If you want search only, go for ElasticSearch. If you need much greater linear growth at the cost of application complexity, Cassandra. If you need fast memory access, then go for Redis. If you don't need bullet-proof automagic failover, or are willing to pay through the nose for it, go for SQL. If you are okay with a single system, go SQL. Otherwise, RethinkDB should probably be the first choice.

Don't get me wrong, I'll reach for SQL first in many cases... but RethinkDB if I have a choice and HA is a requirement. I also happen to prefer a document-centric model/approach.

Aerospike touches most of your points at much higher speed and scale. It is next gen redis, basically, with disk, with auto-sharding scale, with cross node queries. Cassandra is not difficult once you wrap your mind around column storage, and if you need that, no other storage style will do.

The 15-node thing is also a major achilles heel. Who wants to commit to a stack that incurs massive technical debt in the event of massive success? Imagine reengineering your db and your event pushes, at scale...

Aerospike doesn't offer many consistency guarantees. If you run it in a cluster on the cloud you are more than likely to see silent data loss [1].

It's not a fair comparison, RethinkDB is much safer. I'm sure, if you turn down the defaults on both read and write operations on RethinkDB you could scale it well past 15 nodes and with very high read and write throughput.

1: https://aphyr.com/posts/324-jepsen-aerospike

You can scale past 15 nodes... it's just you'll want to tweak things and/or you won't get linear growth as you add more nodes. That doesn't mean you can't. Also, if you need more than that, Cassandra and other options are there, and you'll likely have to feel that pain regardless.

There are other ways to separate your data depending on use cases. It's just a rough guideline... You'll see similar issues beyond 10-20 servers in a local cluster in many of the NoSQL options.

RethinkDB also has much better consistency guarantees over Aerospike, not to mention being FLOSS under a more permissive license.

RethinkDB pushes well past 15 nodes: teams have demonstrated north of 25-30 nodes with linear scale.
Thank you... iirc, the recommendation was 12-15 nodes at the top end. Though I haven't investigated deeply for a while now, as for the past 2 years I haven't had the option of what I've been using.
Comes down to jenkins for me. RethinkDB aced the jenkins tests.

Mongo has failed every jenkins test it's been put through, dunno about the status now though. Last I checked Mongo's default durability level was "data loss on power outage". Aerospike failed jenkins too, and not on small edge cases like Mongo, but with major dataloss.

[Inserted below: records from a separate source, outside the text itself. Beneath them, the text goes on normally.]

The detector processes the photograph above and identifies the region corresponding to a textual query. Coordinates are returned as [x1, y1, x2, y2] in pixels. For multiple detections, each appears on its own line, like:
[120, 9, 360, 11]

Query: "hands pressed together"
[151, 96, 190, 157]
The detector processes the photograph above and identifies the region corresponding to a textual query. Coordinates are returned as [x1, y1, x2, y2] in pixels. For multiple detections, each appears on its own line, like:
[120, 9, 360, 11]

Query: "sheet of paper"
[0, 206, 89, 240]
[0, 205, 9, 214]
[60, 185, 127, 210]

Going by the problems Gitlab has recently with Postgres I wouldn't use that for a distributed database. Likely true for MySQL too.

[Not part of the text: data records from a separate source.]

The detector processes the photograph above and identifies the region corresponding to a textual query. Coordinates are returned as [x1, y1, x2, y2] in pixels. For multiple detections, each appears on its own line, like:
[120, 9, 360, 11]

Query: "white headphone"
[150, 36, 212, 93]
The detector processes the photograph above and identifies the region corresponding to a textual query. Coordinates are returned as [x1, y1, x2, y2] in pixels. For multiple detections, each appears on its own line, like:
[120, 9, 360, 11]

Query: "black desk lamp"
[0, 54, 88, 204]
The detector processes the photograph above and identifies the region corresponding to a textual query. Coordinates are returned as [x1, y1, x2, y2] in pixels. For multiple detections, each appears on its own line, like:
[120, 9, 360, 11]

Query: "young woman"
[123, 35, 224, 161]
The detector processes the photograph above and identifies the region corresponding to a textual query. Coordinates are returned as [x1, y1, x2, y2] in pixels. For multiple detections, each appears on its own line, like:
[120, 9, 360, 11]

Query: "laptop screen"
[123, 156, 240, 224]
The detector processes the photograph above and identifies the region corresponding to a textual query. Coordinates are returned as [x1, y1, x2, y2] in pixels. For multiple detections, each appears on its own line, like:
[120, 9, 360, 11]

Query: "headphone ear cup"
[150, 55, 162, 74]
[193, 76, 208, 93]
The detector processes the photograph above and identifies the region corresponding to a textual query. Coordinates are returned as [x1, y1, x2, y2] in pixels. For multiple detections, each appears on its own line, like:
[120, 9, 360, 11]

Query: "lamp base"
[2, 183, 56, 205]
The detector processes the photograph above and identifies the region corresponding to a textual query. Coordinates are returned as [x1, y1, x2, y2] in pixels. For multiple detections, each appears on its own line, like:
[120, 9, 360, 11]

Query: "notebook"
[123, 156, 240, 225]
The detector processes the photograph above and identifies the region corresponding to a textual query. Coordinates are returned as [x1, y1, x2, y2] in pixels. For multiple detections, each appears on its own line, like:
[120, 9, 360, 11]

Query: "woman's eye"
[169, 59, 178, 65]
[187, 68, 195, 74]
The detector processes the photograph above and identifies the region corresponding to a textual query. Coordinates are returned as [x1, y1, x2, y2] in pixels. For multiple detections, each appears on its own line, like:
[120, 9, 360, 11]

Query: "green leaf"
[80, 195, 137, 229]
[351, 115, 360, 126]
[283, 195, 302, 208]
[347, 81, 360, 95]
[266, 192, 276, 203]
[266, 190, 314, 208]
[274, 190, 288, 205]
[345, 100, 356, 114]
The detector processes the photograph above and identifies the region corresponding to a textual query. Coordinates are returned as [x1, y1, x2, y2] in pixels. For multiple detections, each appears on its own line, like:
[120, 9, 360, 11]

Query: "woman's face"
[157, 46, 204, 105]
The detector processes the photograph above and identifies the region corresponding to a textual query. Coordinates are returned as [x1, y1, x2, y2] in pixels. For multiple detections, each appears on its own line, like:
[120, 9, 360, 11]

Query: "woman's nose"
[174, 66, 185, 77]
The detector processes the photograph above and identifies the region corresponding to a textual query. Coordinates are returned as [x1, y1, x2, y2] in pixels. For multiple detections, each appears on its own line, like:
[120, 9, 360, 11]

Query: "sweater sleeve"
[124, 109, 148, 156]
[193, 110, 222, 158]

* Yep. I meant to write Jepsen :)

I think you mean Jepsen? It's a slight exaggeration to say that RethinkDB aced it -- but they did very well[1] and (more importantly to me, honestly) Jepsen was used to find a subtle and nasty issue that was subsequently fixed.[2]

[1] https://aphyr.com/posts/329-jepsen-rethinkdb-2-1-5

[2] https://aphyr.com/posts/330-jepsen-rethinkdb-2-2-3-reconfigu...

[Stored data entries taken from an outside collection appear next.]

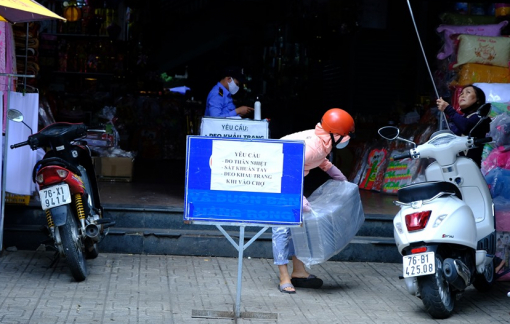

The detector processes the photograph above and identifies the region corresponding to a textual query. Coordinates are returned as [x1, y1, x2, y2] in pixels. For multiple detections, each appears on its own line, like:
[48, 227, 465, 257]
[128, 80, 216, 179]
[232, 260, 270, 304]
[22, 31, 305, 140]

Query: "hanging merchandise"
[381, 154, 422, 194]
[358, 147, 389, 192]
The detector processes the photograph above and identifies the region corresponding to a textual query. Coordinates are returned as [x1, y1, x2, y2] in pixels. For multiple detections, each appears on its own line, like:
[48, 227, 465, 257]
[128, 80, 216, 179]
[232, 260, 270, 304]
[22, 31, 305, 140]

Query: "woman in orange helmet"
[273, 108, 355, 294]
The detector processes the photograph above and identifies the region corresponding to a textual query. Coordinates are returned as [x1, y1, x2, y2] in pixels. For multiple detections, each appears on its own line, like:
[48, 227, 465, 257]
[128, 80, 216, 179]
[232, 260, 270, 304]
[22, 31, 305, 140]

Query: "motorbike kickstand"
[47, 250, 61, 269]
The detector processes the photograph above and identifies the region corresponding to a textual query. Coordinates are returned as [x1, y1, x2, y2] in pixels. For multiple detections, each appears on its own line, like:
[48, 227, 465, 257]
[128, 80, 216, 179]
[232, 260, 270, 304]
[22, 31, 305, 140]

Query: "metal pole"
[406, 0, 438, 98]
[24, 23, 29, 91]
[1, 75, 12, 252]
[235, 225, 245, 318]
[406, 0, 446, 130]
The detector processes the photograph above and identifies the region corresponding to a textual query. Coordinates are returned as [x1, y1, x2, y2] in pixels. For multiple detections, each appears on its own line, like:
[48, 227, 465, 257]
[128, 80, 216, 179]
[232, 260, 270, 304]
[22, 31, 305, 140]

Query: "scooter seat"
[397, 181, 462, 203]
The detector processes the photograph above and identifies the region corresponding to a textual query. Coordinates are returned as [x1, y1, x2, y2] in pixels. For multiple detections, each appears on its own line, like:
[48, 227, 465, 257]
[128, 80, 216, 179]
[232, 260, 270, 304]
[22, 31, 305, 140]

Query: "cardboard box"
[94, 157, 134, 182]
[5, 192, 30, 205]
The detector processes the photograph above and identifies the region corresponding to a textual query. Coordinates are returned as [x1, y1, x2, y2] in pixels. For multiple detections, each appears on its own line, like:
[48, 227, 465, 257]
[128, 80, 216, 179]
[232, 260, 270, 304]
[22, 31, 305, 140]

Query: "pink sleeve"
[318, 158, 332, 172]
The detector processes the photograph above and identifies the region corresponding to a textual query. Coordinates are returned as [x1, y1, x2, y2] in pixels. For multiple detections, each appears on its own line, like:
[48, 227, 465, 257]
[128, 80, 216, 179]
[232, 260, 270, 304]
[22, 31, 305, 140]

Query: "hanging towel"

I've been having a lot of trouble with Jenkins at work today. So when I though Jepsen, I wrote Jenkins.

Still feel they aced it. No one passes Jepsen on their first try. But RethinkDB is the first to immediately fix the issue.

I wouldn't go as far as to call it a nasty issue. It would only happen if you got node failures while reconfiguring your cluster. And reconfiguring the cluster must be initiated by the admin and it's something that happens very often.

Sorry, clarification: by "nasty" I just meant "subtle", not "debilitating" -- and agreed that they did really well on Jepsen.
Passt find replace Jenkins Jepsen call-me-maybe ;)
Jepsen